I have enjoyed the big things, like the Covenanting Guide and getting that out there and Money For Mission. One of my colleagues called me “dogged” (laughs). I just keep on doing and that links back to my physio days, like I used to run marathons and stuff like that, and I still try and do some endurance events in cycling and so on.
You can have a general goal, but what matters is what you do each day that brings you closer to that goal. I’m very good at doing what needs to be done this day to get to that end goal.
Do you mind if I ask how old you are?
I’m turning 68 this week.
How long did it take you to come to the decision to retire?

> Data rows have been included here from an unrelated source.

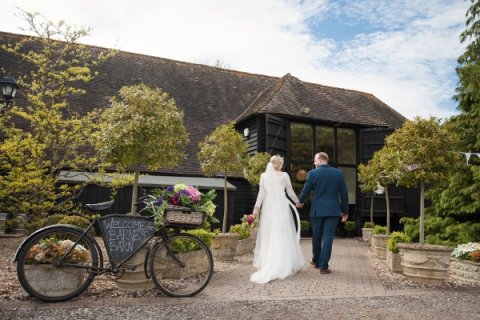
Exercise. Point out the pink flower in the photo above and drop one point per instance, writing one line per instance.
(194, 194)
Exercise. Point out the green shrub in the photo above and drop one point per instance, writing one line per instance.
(54, 219)
(204, 235)
(369, 224)
(350, 225)
(395, 238)
(183, 245)
(76, 221)
(304, 225)
(241, 230)
(379, 230)
(443, 231)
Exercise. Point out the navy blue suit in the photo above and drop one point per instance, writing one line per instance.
(329, 201)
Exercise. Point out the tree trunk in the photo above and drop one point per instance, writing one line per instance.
(422, 211)
(388, 209)
(371, 208)
(133, 210)
(225, 202)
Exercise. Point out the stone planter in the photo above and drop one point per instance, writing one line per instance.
(225, 246)
(379, 245)
(367, 234)
(54, 281)
(425, 263)
(394, 261)
(464, 270)
(135, 280)
(195, 263)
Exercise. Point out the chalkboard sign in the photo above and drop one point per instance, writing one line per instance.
(124, 235)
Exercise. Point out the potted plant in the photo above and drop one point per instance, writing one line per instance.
(245, 242)
(393, 256)
(38, 265)
(305, 230)
(351, 228)
(465, 262)
(379, 241)
(367, 231)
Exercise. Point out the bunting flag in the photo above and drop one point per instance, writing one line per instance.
(469, 154)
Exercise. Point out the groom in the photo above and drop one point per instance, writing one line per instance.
(329, 202)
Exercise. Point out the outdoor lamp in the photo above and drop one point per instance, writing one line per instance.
(9, 89)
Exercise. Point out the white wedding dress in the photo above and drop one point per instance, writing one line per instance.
(277, 251)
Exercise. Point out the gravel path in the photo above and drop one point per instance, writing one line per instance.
(433, 305)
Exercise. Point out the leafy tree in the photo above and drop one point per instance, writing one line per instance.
(44, 134)
(143, 127)
(460, 195)
(426, 149)
(381, 171)
(256, 166)
(222, 151)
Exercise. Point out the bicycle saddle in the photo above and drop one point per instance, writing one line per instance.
(99, 206)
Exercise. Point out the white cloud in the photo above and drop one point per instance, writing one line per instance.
(408, 62)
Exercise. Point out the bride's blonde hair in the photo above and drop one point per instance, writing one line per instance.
(277, 160)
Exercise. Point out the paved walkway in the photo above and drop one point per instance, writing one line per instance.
(352, 276)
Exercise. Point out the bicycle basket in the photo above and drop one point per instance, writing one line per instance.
(183, 217)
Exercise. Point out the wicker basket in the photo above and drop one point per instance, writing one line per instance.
(182, 216)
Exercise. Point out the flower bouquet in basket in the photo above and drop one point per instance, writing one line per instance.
(249, 221)
(181, 195)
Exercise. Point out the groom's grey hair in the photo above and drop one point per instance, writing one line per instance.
(322, 156)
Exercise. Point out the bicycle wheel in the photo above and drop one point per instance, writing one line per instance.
(47, 273)
(181, 267)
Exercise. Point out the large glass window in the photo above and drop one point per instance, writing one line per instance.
(350, 175)
(301, 136)
(325, 141)
(346, 146)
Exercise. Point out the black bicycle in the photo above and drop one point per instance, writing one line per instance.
(58, 262)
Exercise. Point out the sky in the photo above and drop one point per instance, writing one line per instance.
(403, 52)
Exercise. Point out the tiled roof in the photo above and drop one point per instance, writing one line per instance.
(211, 96)
(290, 96)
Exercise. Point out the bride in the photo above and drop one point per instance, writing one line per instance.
(277, 251)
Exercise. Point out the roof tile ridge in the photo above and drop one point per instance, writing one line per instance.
(265, 96)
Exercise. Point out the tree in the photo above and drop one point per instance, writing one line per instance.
(383, 169)
(45, 135)
(224, 150)
(144, 127)
(460, 195)
(427, 155)
(256, 166)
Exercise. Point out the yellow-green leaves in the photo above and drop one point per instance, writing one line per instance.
(224, 150)
(143, 127)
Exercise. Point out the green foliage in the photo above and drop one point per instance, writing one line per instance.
(442, 230)
(183, 245)
(243, 231)
(395, 238)
(350, 225)
(369, 224)
(76, 221)
(223, 151)
(427, 143)
(379, 230)
(256, 166)
(304, 225)
(460, 196)
(45, 134)
(143, 127)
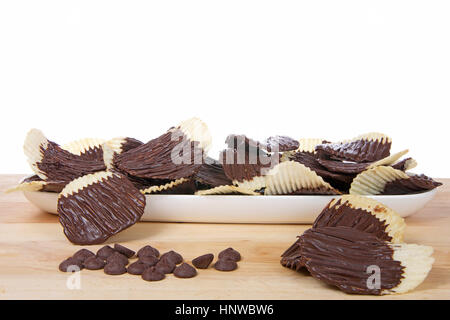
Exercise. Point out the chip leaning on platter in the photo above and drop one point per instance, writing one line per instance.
(88, 173)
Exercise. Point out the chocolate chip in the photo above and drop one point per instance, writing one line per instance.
(165, 266)
(83, 254)
(115, 268)
(173, 256)
(148, 251)
(117, 257)
(153, 274)
(230, 254)
(185, 271)
(105, 252)
(70, 265)
(203, 261)
(124, 250)
(225, 265)
(88, 214)
(137, 268)
(149, 260)
(94, 263)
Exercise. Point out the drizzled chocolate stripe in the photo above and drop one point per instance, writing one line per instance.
(339, 214)
(130, 143)
(154, 158)
(281, 144)
(404, 164)
(49, 186)
(211, 173)
(415, 183)
(233, 141)
(92, 154)
(311, 161)
(344, 167)
(240, 166)
(93, 208)
(340, 256)
(361, 150)
(60, 165)
(342, 215)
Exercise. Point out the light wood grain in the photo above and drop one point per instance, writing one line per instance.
(32, 245)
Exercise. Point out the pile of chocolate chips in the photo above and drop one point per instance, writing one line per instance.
(150, 265)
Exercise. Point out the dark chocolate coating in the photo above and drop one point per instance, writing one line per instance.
(357, 151)
(98, 211)
(185, 271)
(234, 141)
(401, 165)
(93, 154)
(50, 185)
(344, 167)
(337, 180)
(340, 256)
(203, 261)
(154, 158)
(415, 184)
(211, 173)
(61, 165)
(242, 165)
(359, 219)
(130, 143)
(338, 216)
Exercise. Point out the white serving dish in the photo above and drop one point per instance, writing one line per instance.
(242, 209)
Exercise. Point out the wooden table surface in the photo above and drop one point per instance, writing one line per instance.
(32, 245)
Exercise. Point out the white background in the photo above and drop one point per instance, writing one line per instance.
(329, 69)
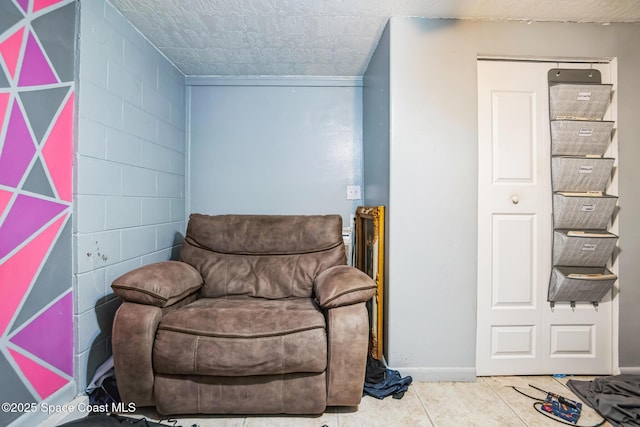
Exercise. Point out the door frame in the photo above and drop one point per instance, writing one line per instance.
(612, 189)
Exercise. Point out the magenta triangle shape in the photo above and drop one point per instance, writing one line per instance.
(50, 335)
(27, 216)
(35, 68)
(17, 151)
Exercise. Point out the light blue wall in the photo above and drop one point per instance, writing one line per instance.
(376, 146)
(433, 179)
(130, 169)
(280, 148)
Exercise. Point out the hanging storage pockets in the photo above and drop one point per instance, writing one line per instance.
(584, 248)
(580, 137)
(579, 101)
(580, 178)
(582, 210)
(580, 173)
(580, 283)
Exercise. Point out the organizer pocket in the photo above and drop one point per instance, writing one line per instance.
(580, 283)
(580, 173)
(590, 248)
(580, 137)
(579, 101)
(582, 211)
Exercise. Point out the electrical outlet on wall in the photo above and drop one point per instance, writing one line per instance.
(353, 192)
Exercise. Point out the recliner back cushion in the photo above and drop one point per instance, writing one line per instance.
(268, 256)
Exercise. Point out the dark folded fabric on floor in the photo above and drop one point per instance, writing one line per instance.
(381, 381)
(616, 398)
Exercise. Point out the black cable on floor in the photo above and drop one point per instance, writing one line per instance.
(538, 404)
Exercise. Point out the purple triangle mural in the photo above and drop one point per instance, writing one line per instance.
(17, 151)
(27, 216)
(35, 68)
(50, 335)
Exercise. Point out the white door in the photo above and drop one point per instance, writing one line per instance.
(518, 332)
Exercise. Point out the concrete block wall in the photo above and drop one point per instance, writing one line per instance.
(129, 184)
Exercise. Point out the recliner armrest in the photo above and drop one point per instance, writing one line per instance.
(161, 284)
(343, 285)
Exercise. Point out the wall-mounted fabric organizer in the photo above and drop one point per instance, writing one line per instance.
(589, 284)
(583, 248)
(582, 211)
(579, 101)
(580, 173)
(580, 137)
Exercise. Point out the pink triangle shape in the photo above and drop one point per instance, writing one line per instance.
(50, 335)
(17, 151)
(4, 102)
(18, 271)
(58, 151)
(41, 4)
(35, 69)
(5, 196)
(42, 379)
(27, 215)
(10, 50)
(24, 4)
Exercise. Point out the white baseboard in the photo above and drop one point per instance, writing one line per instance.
(438, 374)
(630, 370)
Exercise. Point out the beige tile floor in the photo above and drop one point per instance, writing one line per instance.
(490, 401)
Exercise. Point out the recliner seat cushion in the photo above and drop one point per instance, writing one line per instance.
(242, 336)
(261, 255)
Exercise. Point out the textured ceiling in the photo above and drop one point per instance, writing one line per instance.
(319, 37)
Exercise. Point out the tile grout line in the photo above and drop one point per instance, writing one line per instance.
(505, 402)
(424, 407)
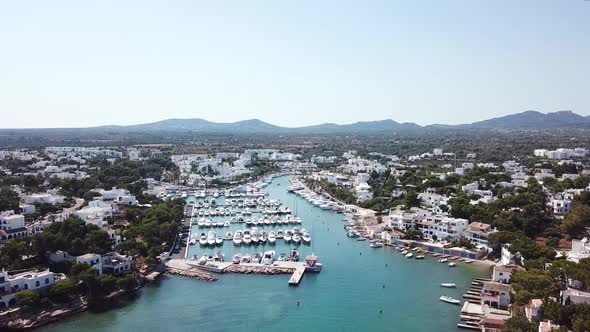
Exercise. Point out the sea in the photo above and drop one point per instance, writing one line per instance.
(359, 288)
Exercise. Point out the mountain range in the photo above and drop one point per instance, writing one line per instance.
(529, 120)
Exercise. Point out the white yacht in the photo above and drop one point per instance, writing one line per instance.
(288, 236)
(306, 237)
(247, 239)
(211, 238)
(268, 257)
(255, 236)
(271, 237)
(238, 238)
(263, 237)
(203, 239)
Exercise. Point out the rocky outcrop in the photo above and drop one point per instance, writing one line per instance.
(191, 273)
(245, 269)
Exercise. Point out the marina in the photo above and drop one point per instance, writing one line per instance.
(405, 290)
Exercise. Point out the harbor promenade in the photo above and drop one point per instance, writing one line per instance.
(193, 269)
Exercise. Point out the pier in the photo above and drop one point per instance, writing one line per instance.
(193, 269)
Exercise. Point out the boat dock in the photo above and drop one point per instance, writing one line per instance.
(188, 268)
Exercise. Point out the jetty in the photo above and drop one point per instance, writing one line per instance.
(193, 269)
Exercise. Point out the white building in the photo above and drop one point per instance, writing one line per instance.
(560, 206)
(12, 226)
(46, 198)
(580, 250)
(575, 296)
(33, 280)
(478, 232)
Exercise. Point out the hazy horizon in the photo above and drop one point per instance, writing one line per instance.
(69, 64)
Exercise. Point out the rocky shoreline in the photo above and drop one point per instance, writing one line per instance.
(268, 270)
(193, 273)
(18, 320)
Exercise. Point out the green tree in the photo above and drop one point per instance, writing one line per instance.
(62, 290)
(9, 199)
(126, 282)
(28, 298)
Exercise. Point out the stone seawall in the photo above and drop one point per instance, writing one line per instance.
(191, 273)
(270, 270)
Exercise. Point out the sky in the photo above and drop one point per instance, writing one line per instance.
(290, 63)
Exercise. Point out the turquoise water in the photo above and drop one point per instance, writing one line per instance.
(346, 296)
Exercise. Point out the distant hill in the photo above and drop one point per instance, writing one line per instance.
(529, 120)
(534, 120)
(258, 126)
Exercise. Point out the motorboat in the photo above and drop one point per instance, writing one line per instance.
(203, 239)
(247, 239)
(238, 238)
(268, 257)
(306, 237)
(449, 299)
(211, 238)
(448, 285)
(255, 236)
(293, 255)
(246, 259)
(257, 257)
(288, 236)
(376, 244)
(271, 237)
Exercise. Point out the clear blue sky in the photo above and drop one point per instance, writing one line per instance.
(292, 63)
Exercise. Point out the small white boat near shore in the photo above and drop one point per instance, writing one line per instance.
(448, 285)
(449, 299)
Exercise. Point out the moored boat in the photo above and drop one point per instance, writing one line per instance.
(448, 285)
(449, 299)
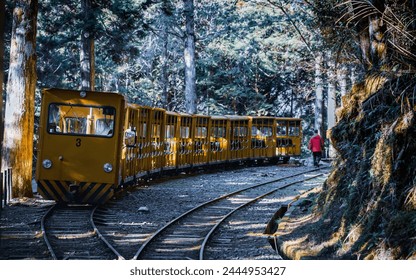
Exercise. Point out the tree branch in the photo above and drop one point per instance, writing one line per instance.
(293, 24)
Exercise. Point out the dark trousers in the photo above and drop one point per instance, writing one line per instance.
(316, 158)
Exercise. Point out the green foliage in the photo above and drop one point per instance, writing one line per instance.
(250, 58)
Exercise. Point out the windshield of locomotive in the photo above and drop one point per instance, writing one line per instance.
(70, 119)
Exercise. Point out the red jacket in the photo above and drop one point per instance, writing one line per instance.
(316, 143)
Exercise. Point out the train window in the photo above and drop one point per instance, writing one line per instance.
(294, 128)
(75, 125)
(201, 132)
(218, 132)
(103, 126)
(282, 128)
(240, 131)
(170, 131)
(79, 120)
(185, 132)
(261, 131)
(156, 130)
(266, 131)
(143, 130)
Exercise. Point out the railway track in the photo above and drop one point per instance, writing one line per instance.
(21, 236)
(70, 233)
(186, 236)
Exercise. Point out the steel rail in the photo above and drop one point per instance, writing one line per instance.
(119, 256)
(158, 232)
(209, 234)
(45, 237)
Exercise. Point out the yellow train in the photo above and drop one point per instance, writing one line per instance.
(92, 144)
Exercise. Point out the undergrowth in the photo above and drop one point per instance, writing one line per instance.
(369, 200)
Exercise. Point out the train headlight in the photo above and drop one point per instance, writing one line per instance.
(108, 167)
(47, 163)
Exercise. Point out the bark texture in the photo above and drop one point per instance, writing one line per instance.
(19, 115)
(87, 48)
(189, 57)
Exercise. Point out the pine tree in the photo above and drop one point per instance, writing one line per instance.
(19, 115)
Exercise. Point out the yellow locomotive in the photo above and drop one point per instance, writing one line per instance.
(92, 144)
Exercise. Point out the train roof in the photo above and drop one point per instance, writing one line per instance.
(77, 93)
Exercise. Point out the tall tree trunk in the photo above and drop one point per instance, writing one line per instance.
(2, 21)
(87, 48)
(342, 80)
(376, 30)
(20, 102)
(164, 78)
(189, 57)
(318, 93)
(332, 96)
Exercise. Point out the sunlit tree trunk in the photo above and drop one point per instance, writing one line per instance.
(332, 97)
(318, 92)
(189, 57)
(164, 74)
(377, 29)
(342, 80)
(87, 48)
(2, 16)
(19, 124)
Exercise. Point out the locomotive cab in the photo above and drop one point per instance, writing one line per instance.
(79, 145)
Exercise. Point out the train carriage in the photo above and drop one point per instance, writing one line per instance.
(185, 149)
(288, 137)
(157, 131)
(263, 137)
(201, 141)
(240, 136)
(219, 139)
(172, 135)
(80, 135)
(92, 144)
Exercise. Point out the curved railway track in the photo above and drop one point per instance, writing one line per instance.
(70, 233)
(186, 236)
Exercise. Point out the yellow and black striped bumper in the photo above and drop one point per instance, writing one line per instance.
(65, 191)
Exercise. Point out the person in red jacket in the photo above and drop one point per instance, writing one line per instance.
(315, 145)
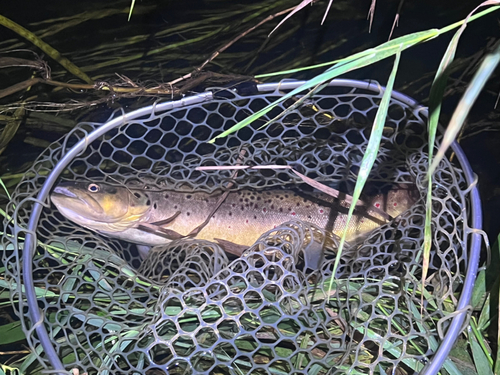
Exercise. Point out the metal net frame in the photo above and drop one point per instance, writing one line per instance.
(87, 301)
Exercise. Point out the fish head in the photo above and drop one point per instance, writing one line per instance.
(99, 206)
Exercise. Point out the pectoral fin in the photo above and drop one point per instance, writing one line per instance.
(231, 247)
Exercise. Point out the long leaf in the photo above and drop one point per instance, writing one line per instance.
(484, 72)
(368, 158)
(480, 360)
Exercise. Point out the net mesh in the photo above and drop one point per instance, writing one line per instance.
(189, 308)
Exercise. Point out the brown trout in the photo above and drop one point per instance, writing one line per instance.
(243, 217)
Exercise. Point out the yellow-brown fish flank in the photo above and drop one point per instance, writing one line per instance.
(241, 219)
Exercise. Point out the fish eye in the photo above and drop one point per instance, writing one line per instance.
(94, 188)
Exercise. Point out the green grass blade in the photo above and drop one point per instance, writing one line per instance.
(480, 359)
(11, 332)
(368, 158)
(68, 65)
(484, 72)
(435, 100)
(356, 61)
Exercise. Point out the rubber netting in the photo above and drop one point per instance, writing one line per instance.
(189, 308)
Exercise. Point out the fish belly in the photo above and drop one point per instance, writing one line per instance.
(245, 215)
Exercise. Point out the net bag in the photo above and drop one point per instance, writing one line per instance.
(88, 302)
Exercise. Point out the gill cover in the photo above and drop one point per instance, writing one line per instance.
(99, 206)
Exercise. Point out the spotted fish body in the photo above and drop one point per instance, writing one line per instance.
(243, 216)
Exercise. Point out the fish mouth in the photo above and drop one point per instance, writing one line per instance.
(62, 196)
(65, 192)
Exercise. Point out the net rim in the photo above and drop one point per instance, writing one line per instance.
(457, 322)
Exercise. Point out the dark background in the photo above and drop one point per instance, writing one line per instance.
(301, 41)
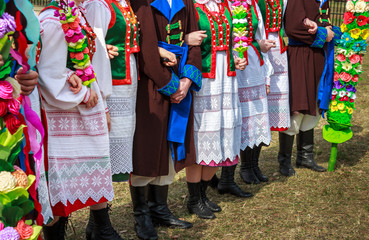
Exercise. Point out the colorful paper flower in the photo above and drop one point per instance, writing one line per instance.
(346, 77)
(361, 20)
(341, 57)
(359, 46)
(355, 33)
(25, 231)
(348, 18)
(9, 233)
(346, 66)
(7, 181)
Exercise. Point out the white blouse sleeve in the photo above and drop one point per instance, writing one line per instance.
(259, 35)
(98, 16)
(53, 73)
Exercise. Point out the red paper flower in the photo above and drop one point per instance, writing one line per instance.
(354, 59)
(355, 78)
(346, 77)
(361, 20)
(341, 57)
(336, 76)
(25, 231)
(3, 107)
(12, 123)
(348, 18)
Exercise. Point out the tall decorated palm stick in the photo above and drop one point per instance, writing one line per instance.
(348, 68)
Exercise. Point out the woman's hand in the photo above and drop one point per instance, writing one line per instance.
(92, 102)
(75, 83)
(267, 88)
(181, 93)
(311, 26)
(27, 81)
(166, 54)
(112, 51)
(266, 45)
(108, 120)
(330, 34)
(240, 63)
(195, 38)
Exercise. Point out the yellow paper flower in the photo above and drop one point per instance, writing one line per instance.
(360, 6)
(355, 33)
(15, 85)
(341, 106)
(365, 34)
(346, 66)
(350, 7)
(367, 7)
(7, 181)
(344, 27)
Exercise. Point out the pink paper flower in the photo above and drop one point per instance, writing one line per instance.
(354, 59)
(6, 90)
(341, 57)
(13, 106)
(346, 77)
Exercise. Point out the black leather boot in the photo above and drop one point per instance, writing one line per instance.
(212, 206)
(246, 169)
(56, 231)
(143, 224)
(214, 181)
(255, 164)
(103, 230)
(227, 184)
(305, 151)
(90, 227)
(285, 154)
(159, 211)
(195, 204)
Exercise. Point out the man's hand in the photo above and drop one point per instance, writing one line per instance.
(330, 34)
(181, 93)
(166, 54)
(92, 102)
(75, 84)
(112, 51)
(27, 81)
(195, 38)
(311, 26)
(266, 45)
(240, 63)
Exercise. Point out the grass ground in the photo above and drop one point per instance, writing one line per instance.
(309, 205)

My placement concludes and I just felt I’d been doing this job for five years and, at 68, it’s probably helpful if someone else comes into this space and adds a different colour and shape and so on. Things become more robust when there’s a different emphasis and so forth. I’ve done my best.
Any advice for your successor then?
That says to me you have plenty, but you don’t want to elaborate and that’s fine. What’s next for you, beyond retiring?
I’m hoping to teach one unit at Pilgrim Theological College on leadership, if we get the numbers. I’ve said I want 12 people in the classroom and I think we’re up to 10, but generally I don’t want to do anything for a while. I want to allow other things to come. I’ve got a younger brother who’s recently retired from the police force and his advice was unless you stop doing things, new things won’t come. So I feel like I just want stop for a while and see what else might come.